Debora Diniz, antropóloga, professora da Universidade de Brasília e defensora dos direitos reprodutivos das mulheres, entende que a repercussão do projeto foi pior do que o esperado pelos grupos que o defenderam. Portanto, segundo ela, agora é o momento de avançar na luta pela justiça social reprodutiva, sem abrir mão do conhecimento científico.
“A questão do aborto, como outras na saúde pública, não é uma questão de favor ou contra. Não se trata de se confundir e não falar de ciência. As religiões devem ser respeitadas, mas não são elas que determinam a vida pública e o bem comum. Que tal trazermos, das intensas semanas de aprendizado sobre esse brutal projeto de lei, um exercício de reflexão e consideração sobre como podemos falar e como devemos continuar o debate público sobre a urgência de descriminalizar o aborto? Descriminalizar não é legalizar. Temos evidências sólidas que podem levar à redução do número de abortos”, defendeu Debora Diniz.
Elda Bussinguer, presidente da Sociedade Brasileira de Bioética (SBB), disse que além da pressão pelo atual cumprimento da lei, é preciso organizar uma reação pública da sociedade civil, entendendo que o projeto vai além de uma questão moral ou religiosa emitir.

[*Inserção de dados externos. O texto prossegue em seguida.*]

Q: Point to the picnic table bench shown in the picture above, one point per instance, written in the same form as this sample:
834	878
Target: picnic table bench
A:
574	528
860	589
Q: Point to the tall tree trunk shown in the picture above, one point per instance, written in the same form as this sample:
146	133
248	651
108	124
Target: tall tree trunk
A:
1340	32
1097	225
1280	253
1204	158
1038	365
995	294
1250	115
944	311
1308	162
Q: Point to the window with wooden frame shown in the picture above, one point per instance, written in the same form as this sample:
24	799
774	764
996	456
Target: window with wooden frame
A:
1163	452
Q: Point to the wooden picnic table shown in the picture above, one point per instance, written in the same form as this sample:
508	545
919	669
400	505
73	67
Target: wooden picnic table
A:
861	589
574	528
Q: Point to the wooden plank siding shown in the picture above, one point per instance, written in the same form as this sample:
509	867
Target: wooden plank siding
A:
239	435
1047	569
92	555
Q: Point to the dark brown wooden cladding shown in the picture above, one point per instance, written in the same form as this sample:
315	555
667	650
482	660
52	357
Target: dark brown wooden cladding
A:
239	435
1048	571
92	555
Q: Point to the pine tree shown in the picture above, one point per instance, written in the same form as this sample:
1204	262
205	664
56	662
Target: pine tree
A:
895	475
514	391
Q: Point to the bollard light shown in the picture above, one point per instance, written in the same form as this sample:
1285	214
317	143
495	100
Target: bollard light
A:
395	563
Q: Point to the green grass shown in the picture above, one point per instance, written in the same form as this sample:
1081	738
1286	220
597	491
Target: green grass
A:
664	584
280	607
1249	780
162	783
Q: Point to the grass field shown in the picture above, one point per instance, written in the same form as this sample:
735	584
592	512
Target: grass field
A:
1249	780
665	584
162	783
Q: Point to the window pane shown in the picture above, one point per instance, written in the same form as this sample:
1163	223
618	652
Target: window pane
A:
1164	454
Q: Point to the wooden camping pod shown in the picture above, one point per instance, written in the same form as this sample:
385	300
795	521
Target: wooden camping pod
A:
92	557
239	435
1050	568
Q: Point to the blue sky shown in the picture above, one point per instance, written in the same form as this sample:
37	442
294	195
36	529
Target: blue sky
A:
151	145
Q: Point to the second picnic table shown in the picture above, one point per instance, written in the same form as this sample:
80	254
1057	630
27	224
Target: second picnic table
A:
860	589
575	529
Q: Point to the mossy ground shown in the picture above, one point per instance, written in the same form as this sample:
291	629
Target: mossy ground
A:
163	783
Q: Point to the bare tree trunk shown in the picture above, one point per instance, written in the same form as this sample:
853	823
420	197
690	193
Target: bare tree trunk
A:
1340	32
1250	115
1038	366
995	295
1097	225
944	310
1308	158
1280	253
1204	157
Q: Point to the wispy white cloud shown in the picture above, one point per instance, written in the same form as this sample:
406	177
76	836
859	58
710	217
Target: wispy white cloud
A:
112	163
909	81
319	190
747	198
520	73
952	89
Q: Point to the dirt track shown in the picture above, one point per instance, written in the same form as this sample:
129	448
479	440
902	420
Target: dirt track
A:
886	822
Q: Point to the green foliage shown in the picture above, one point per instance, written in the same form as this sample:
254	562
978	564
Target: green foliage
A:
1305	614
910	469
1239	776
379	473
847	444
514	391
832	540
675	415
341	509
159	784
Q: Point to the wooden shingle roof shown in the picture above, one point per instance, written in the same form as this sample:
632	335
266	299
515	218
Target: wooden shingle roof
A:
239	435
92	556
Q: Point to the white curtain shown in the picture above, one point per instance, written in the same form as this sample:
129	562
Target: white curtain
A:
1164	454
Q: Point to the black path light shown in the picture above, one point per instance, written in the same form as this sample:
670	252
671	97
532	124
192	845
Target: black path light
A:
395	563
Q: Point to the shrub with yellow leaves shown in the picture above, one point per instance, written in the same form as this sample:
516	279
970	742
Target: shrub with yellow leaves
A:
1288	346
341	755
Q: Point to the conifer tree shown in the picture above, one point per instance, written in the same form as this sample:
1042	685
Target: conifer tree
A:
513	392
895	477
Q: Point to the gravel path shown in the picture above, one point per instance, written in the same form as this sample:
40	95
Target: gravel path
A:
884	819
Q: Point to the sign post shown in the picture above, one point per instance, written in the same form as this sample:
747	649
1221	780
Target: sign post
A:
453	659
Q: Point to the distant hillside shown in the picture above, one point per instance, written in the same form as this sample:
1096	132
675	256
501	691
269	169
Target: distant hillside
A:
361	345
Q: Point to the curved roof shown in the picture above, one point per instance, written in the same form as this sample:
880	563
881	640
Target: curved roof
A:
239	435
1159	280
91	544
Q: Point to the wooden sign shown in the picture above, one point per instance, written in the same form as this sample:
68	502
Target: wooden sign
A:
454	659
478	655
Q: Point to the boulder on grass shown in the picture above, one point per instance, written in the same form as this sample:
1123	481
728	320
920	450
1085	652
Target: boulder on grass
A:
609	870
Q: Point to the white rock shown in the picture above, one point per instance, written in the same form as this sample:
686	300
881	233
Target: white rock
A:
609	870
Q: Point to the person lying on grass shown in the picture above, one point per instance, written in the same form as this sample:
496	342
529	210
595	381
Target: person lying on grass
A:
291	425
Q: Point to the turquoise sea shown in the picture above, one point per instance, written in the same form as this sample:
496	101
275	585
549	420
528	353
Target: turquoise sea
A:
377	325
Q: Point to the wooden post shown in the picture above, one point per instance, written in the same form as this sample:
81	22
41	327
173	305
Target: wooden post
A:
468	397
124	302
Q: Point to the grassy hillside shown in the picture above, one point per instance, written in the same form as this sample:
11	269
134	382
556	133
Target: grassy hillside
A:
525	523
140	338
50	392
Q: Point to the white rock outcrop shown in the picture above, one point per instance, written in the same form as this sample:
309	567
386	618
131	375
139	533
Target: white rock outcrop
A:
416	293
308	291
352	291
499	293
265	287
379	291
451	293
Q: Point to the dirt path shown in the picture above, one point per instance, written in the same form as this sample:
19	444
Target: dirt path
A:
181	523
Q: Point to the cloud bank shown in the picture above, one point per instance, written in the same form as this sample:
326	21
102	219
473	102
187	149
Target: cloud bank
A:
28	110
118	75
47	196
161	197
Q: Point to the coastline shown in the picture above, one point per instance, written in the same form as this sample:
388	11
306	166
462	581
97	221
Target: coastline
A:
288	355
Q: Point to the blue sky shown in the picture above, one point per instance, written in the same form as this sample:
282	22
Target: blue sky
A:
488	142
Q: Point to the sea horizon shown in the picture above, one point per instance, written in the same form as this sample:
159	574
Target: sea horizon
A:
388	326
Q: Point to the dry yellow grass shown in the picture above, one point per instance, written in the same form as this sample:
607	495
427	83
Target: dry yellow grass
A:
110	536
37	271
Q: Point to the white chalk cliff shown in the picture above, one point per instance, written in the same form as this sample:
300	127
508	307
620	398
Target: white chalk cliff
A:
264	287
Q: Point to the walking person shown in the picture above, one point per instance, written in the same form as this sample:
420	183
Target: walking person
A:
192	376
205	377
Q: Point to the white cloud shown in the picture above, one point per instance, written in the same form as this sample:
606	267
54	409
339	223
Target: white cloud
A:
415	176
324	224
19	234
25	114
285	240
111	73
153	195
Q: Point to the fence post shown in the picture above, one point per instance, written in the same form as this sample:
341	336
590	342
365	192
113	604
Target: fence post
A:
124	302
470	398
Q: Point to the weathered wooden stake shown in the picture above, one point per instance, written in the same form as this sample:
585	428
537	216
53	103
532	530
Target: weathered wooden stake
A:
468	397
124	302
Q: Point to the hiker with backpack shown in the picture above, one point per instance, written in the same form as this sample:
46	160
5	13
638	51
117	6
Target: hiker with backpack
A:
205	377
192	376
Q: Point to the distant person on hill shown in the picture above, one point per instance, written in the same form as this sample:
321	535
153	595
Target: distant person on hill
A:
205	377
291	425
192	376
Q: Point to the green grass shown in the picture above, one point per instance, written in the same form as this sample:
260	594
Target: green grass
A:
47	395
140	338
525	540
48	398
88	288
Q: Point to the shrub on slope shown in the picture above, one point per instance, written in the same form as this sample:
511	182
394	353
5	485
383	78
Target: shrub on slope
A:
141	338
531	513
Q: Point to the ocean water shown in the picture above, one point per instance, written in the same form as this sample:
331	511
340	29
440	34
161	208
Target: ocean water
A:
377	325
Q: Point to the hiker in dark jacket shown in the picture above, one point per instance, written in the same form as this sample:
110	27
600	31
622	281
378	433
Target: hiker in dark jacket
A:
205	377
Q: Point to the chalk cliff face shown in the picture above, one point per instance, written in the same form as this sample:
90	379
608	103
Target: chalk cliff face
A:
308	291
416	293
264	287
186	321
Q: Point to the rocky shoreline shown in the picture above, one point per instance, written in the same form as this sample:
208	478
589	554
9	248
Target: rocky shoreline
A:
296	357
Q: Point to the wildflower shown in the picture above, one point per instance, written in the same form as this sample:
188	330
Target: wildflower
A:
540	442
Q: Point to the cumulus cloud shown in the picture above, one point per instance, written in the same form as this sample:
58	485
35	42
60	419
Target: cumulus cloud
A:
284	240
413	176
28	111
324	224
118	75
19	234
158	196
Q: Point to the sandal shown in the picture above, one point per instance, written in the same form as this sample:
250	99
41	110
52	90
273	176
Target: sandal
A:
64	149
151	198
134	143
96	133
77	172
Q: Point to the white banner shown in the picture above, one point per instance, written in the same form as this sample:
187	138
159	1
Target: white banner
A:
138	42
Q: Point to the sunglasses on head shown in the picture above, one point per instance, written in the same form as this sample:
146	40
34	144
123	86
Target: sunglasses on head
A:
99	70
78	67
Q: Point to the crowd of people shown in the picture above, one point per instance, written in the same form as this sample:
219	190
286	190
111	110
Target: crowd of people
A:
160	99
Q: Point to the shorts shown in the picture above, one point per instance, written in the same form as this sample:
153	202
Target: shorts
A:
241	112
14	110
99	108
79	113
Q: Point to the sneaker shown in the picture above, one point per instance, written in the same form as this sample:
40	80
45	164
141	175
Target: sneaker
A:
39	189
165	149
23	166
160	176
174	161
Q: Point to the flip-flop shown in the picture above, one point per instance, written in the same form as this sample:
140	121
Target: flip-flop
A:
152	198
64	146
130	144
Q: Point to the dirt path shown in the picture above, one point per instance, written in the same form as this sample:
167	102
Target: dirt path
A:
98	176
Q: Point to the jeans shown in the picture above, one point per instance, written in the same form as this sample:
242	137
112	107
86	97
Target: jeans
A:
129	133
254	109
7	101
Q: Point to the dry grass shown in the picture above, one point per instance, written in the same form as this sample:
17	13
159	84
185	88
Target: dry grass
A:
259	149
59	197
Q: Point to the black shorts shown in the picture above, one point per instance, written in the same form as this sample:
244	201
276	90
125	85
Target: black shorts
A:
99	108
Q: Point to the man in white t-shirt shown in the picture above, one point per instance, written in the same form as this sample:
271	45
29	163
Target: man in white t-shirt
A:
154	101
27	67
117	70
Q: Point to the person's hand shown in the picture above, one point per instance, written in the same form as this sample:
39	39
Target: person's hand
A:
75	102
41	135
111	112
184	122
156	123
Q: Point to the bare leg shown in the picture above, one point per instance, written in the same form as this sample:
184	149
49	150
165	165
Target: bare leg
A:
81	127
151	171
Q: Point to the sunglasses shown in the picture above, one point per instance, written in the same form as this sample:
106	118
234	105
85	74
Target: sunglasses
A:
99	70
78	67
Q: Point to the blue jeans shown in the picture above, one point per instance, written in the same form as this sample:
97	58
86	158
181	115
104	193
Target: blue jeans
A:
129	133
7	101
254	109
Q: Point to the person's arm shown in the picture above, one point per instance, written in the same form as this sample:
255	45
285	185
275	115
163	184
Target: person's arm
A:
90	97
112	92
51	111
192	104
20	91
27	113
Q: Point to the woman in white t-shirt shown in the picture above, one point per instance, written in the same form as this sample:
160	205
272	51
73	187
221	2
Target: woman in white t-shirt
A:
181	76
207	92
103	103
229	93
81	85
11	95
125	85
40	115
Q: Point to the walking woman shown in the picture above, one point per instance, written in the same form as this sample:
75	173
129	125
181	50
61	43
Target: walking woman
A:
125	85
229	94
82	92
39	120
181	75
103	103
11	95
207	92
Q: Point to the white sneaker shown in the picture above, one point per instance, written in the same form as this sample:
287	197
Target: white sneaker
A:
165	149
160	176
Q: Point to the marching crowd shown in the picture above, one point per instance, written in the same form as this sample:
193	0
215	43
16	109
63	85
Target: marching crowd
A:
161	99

“Esse é um projeto de poder sobre os corpos femininos, de silenciar as mulheres. Da objetificação dos corpos femininos. Precisamos quebrar o pacto de silêncio que mantém milhares de meninas em todo o país sendo estupradas todos os dias. Pelos seus pais, tios, irmãos, primos e até religiosos, que rompem com todos os princípios que afirmam defender e mantêm as mulheres violadas e silenciadas”, disse Elda.
Aborto Legal
A legislação em vigor no país prevê que a mulher tem direito ao aborto nos casos de gravidez resultante de estupro, se a gravidez representar risco à vida da mulher e se se tratar de caso de anencefalia fetal. Mas o facto de existir esta disposição legal não garante que as mulheres serão capazes de alcançar os seus direitos da forma que deveriam.
“É uma política oculta. Dependendo do gestor responsável, ele desaparece, fica escondido. Se você procurar no Brasil onde há acesso ao aborto previsto em lei, você terá muita dificuldade online. Posso saber onde tem quimioterapia, pré-natal de alto risco, doação de órgãos, mas o aborto não dá à população o direito à informação. Três vírgula seis por cento dos municípios possuem serviço de violência e aborto previsto em lei. É muito pouco”, disse Olímpio Moraes.
O diretor médico da Universidade de Pernambuco (UPE) lembrou que apenas 6 das 27 unidades federativas disponibilizam informação pública sobre o aborto no país. sites das secretarias de saúde. E pode levar, em média, dois a três meses para uma mulher grávida encontrar um programa que a acomode. Além disso, reforçou que as principais vítimas deste cenário são as mulheres jovens, pobres e negras.
Olímpio Moraes defendeu que os obstetras precisam cumprir o que diz a legislação, principalmente porque sua formação profissional já inclui aprendizados relacionados ao aborto legal.
“A objeção de consciência é um direito, mas quando você é recrutado. Os médicos do SUS não estão lá para defender crenças. Nosso chefe é o Estado brasileiro. Para todos os obstetras que vão realizar obstetrícia, já existem EPAs [competências de determinada prática médica]. Existem 21 habilidades que um médico deve aprender para se tornar obstetra. E lidar com casos de violência contra a mulher e aborto está entre eles. Ele será treinado para isso. Ele não pode dizer que tem uma objeção de consciência. Se ele tiver isso, ele vai fazer dermatologia. Quem paga é o SUS. Estamos trabalhando para que não exista essa desculpa, o que não é aceitável”, afirmou Olímpio.